1 whole chicken, leftovers or rotisserie, deboned
7 cups chicken broth or stock
3 potatoes, scrubbed and diced
3 carrots, scrubbed and sliced
1 onions, peeled and chopped
1 1/2 cups celery, trimmed and sliced
1/4 cup butter or margarine
1/2 cup flour
1 tsp. dried basil leaves
2 cups half-and-half
1/2 tsp salt
1/2 tsp ground black pepper
2 sheets defrosted puff pastry dough

—–Egg Wash—–
1 whole egg beaten
1 egg yolk
2 Tbsp. cream or milk

1. In a saucepan, heat the chicken broth and boil potatoes, carrots, onions and celery until tender, 15 to 20 minutes; drain, reserving broth.
2. Preheat oven to 400°F.
3. In a skillet, melt butter. Add flour, basil, stirring until smooth. Cook for 1 minute, stirring constantly. Gradually stir in reserved broth, half-and-half, salt and pepper. Cook over medium heat, stirring occasionally, until thickened and bubbly.

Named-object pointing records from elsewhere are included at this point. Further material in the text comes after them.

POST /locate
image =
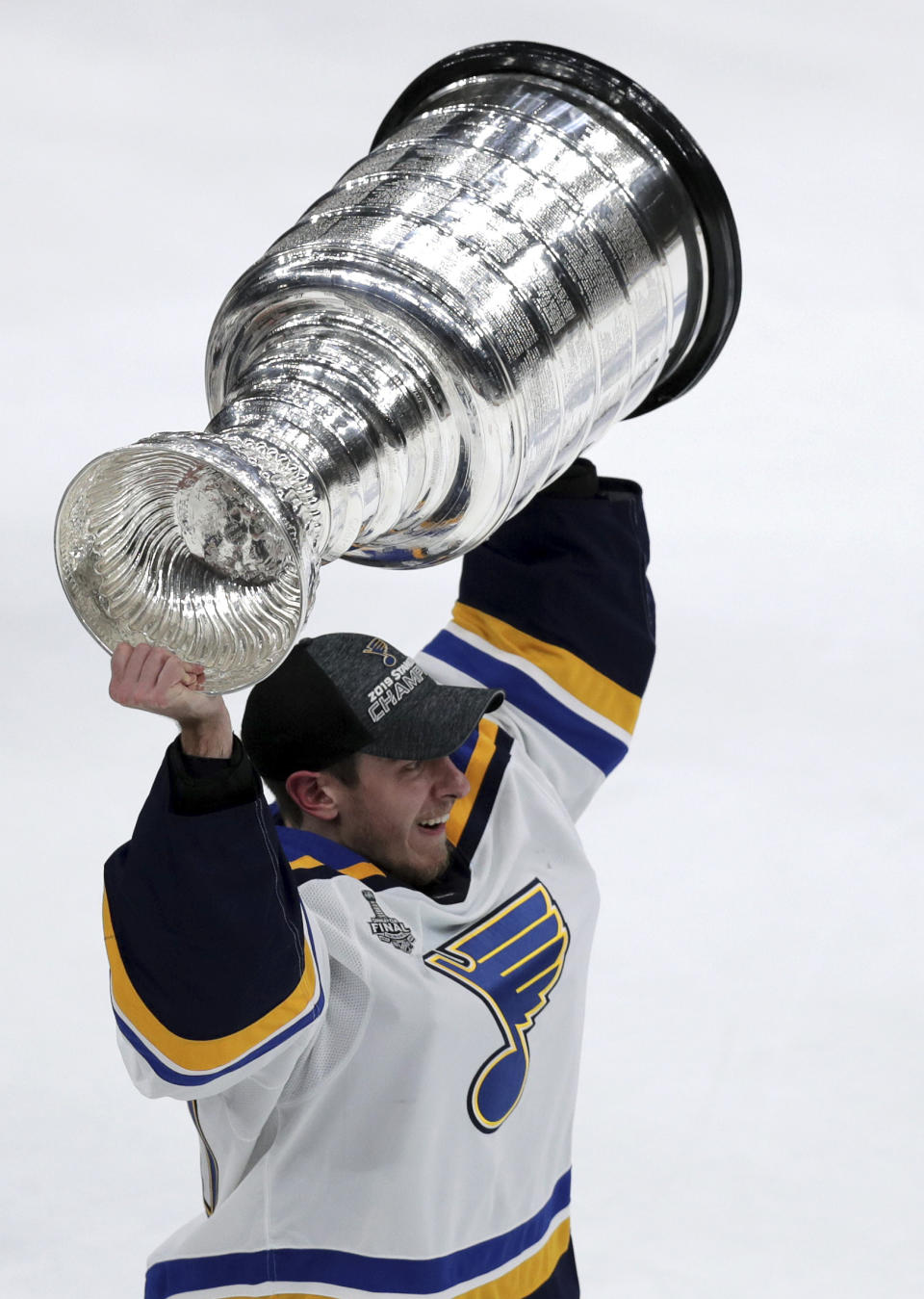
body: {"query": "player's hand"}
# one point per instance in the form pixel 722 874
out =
pixel 156 681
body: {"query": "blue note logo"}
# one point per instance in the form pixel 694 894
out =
pixel 511 960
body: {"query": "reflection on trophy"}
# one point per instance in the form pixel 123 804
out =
pixel 533 247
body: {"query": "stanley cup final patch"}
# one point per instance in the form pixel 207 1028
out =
pixel 386 927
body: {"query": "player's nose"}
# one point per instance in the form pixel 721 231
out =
pixel 449 781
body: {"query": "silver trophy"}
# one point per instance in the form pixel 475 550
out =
pixel 533 248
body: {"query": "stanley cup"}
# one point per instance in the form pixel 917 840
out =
pixel 535 247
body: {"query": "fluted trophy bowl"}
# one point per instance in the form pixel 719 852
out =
pixel 533 247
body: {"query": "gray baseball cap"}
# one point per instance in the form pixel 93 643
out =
pixel 346 692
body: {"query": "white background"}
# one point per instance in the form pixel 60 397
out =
pixel 751 1115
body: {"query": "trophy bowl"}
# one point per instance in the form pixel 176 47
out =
pixel 532 249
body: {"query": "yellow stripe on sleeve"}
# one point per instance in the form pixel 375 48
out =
pixel 358 870
pixel 477 766
pixel 529 1275
pixel 362 870
pixel 566 669
pixel 524 1280
pixel 213 1052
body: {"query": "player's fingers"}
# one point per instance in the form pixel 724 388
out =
pixel 174 672
pixel 152 668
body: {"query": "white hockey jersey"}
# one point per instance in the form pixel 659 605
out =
pixel 383 1078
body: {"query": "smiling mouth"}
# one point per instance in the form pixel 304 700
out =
pixel 436 825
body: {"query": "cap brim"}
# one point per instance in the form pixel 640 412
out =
pixel 442 720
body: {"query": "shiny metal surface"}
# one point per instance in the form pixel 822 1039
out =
pixel 462 315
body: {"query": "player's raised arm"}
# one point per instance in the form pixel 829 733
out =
pixel 555 611
pixel 213 974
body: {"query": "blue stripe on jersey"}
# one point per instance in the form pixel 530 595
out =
pixel 300 844
pixel 603 750
pixel 361 1272
pixel 461 756
pixel 197 1079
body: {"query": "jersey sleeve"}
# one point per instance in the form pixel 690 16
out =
pixel 555 610
pixel 216 972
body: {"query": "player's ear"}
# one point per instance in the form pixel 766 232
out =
pixel 313 793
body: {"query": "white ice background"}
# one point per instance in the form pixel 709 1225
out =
pixel 751 1116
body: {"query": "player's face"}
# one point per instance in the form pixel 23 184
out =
pixel 396 815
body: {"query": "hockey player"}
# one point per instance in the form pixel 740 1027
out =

4. Whisk together egg wash and set aside.
5. Add the vegetables and chicken, stirring to coat, and pour into 10 -7 ounce ramekin’s (or similar). Cut puff pasties into rounds that fit the top of the ramekin’s and place on top. Brush top of pastry with egg wash. Bake 30 to 35 minutes or until golden brown.